Fungal Pathogen Gene and Protein Nomenclature

Fungal pathogen gene symbols are consistent with those assigned by genomic sequencing projects, wherever applicable, and otherwise conform to the most common usage in the literature. Whenever possible, the Proteome module follows the lead of the scientific community in choosing gene symbols. Occasionally we must decide which primary symbol to assign to a gene, if no single symbol has been agreed upon by the community. In cases where no genetic symbol exists, we assign the protein name ("Acetylase, for example) as the primary symbol. If no unique gene or protein symbol has been assigned, a clone symbol or number may be used as an identifier.

Each fungal pathogen gene has at least one symbol, which must be unique to that species. All symbols used in the literature or in GenBank records are collected and listed as synonyms. Synonyms that conflict with other gene symbols or synonyms appear in parentheses. Occasionally if two different genes have been assigned the same symbol and there are no available synonyms, numbers are appended to the gene symbols, e.g. 'ABC1_1', 'ABC1_2'.

The format of gene and protein symbols is an adaptation of the format agreed upon by genome projects or commonly used in the literature to the requirements of our database (italics, special characters, and spaces may not be used). The format differs for the different species, as indicated below.

Genes and Proteins for Aspergillus Species

For Aspergillus species, gene symbols are generally in the format abcA or abc1. Protein symbols are written by capitalizing the initial letter of the gene symbol (for example, AbcA or Abc1). Mutant alleles are denoted in the style used in the literature.

Genes and Proteins for B. dermatitidis, C. immitis, H. capsulatum, and Candida Species

B. dermatitidis, C. immitis, H. capsulatum, and all of the Candida species follow the style established for S. cerevisiae: gene symbols are in the format ABC1 and protein symbols are in the format Abc1p. Mutant alleles are denoted in the style used in the literature (usually, recessive alleles are represented in lowercase letters). Many Candida names are derived from CandidaDB.

Nucleotide sequence data for C. albicans were obtained from the Stanford Genome Technology Center website at Sequencing of C. albicans was accomplished with the support of the NIDR and the Burroughs Wellcome Fund. Informations about coding sequences and proteins were obtained from CandidaDB available at, which has been developed by the Galar Fungal European Consortium (QLK2-2000-00795).
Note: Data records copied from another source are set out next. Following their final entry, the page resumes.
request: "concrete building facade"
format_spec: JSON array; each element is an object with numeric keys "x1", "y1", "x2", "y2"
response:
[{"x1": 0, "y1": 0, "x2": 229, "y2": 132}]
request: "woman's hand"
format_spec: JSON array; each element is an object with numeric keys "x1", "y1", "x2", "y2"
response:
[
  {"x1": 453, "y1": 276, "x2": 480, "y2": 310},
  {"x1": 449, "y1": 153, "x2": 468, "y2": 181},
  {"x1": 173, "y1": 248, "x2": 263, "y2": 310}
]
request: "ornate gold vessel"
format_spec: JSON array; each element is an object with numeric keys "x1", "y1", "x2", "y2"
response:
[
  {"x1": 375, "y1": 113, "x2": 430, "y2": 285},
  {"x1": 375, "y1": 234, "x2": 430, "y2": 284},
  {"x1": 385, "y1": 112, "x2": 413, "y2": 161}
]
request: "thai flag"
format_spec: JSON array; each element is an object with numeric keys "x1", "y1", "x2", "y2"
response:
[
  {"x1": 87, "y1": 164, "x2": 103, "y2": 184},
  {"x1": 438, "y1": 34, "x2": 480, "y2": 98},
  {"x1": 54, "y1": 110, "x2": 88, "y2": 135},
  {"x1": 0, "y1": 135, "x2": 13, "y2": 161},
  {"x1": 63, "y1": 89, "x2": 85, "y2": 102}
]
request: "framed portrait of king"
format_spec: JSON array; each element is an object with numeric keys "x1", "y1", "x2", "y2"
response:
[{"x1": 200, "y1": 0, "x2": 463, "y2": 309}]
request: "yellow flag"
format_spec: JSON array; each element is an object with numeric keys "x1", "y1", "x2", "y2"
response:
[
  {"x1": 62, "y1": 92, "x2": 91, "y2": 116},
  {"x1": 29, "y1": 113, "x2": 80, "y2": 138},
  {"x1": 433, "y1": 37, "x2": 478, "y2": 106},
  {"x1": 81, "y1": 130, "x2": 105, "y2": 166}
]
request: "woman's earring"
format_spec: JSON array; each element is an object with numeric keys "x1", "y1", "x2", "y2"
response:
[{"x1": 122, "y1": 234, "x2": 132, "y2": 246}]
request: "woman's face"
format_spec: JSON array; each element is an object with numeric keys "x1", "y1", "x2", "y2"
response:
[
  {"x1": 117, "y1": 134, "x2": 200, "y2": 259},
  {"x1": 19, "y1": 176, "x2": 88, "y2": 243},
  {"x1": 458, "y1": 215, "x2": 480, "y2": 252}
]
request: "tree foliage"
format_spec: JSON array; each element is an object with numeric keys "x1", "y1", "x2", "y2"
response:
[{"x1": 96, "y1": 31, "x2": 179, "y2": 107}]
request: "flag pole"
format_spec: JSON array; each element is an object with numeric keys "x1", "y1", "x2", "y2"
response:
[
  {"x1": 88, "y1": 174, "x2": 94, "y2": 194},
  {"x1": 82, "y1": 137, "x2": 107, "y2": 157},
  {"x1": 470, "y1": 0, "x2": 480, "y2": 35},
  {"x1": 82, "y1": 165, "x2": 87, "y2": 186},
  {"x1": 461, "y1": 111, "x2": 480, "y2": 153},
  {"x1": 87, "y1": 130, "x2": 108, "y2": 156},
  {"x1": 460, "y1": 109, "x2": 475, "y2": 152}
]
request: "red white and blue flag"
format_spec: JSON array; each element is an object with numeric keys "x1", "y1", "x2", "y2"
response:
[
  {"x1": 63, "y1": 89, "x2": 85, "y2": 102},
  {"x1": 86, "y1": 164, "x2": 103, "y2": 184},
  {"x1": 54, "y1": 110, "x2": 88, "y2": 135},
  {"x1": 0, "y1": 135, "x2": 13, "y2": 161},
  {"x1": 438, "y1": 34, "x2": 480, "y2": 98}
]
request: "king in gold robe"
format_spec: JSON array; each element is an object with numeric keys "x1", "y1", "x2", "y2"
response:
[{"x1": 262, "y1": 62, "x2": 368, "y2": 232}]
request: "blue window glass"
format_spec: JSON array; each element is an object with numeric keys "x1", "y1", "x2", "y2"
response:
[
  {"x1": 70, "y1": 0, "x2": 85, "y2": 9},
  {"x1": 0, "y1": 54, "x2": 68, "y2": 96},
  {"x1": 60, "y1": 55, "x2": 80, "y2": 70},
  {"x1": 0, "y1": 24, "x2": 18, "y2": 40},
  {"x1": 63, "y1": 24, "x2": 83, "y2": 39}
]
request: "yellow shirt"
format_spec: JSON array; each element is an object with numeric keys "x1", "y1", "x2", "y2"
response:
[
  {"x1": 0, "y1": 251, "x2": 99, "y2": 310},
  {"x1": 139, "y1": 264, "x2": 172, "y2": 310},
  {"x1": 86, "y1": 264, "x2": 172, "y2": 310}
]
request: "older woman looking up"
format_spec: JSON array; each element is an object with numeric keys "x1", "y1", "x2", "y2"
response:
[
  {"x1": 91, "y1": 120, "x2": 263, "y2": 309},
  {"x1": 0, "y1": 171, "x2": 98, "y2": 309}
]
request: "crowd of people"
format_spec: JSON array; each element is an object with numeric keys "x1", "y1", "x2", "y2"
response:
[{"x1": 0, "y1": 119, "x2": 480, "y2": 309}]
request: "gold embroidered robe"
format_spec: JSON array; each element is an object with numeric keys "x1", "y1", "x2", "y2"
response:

Genes and Proteins for C. neoformans

Several different serotypes, or strains, of C. neoformans are commonly studied, most often serotypes A and D. Recent work suggests that the serotypes are distinct enough from each other that they may represent separate species. Accordingly, information about homologous proteins derived from different serotypes is kept on separate Locus Reports. To distinguish these gene symbols, a suffix denoting the serotype is appended to the gene symbol, which follows the format ADE2 (for example, ADE2_AADE2_D). Protein symbols are in the format Ade2_A. If nothing is appended to the gene symbols, this indicates that no serotype information is available. The currently recognized serotypes of C. neoformans are shown in the table below.

C. neoformans Varieties and Associated Serotypes

Variety Serotype
C. neoformans var. grubii A
C. neoformans var. gattii B
C. neoformans var. gattii C
C. neoformans var. gattii B/C
(indicates var. gattii strains whose serotype is unknown but could be B or C; denoted "B-C" in Proteome databases)
C. neoformans var. neoformans D
C. neoformans var. grubii/var. neoformans hybrid AD

Genes and Proteins for Pneumocystis Species

Pneumocystis species. P. carinii exists in different host species as distinct strains termed formae specialis or special forms. Since the special forms probably represent separate species, information about homologous proteins derived from different special forms is kept on separate Locus Reports. Gene symbols are in the format abc1, to which the name of the special form is appended (for example, abc1_carinii). Protein symbols are in the format Abc1_carinii. If the host organism is rat, but the distinction has not been made between f. sp. carinii and f. sp. ratti (two special forms which both exist in the rat host), _rat is appended to the gene or protein symbol. If nothing is appended to the gene symbol, this indicates that no special form information is available. The most commonly studied P. carinii special forms are shown in the table below.

Special Forms of P. carinii and Their Associated Hosts

Special form Host
P. carinii f. sp. carinii rat
P. carinii f. sp. rattii rat
P. carinii f. sp. muris mouse
P. carinii f. sp. mustelae ferret
P. carinii f. sp. oryctolagi rabbit

P. jiroveci. P. carinii f. sp. hominis, the special form that exists in humans, has been recognized as a distinct species and renamed Pneumocystis jiroveci. The Locus Reports for all the P. carinii f. sp. hominis proteins are now available under the species name P. jiroveci, and the _hominis designation has been removed from the gene symbols.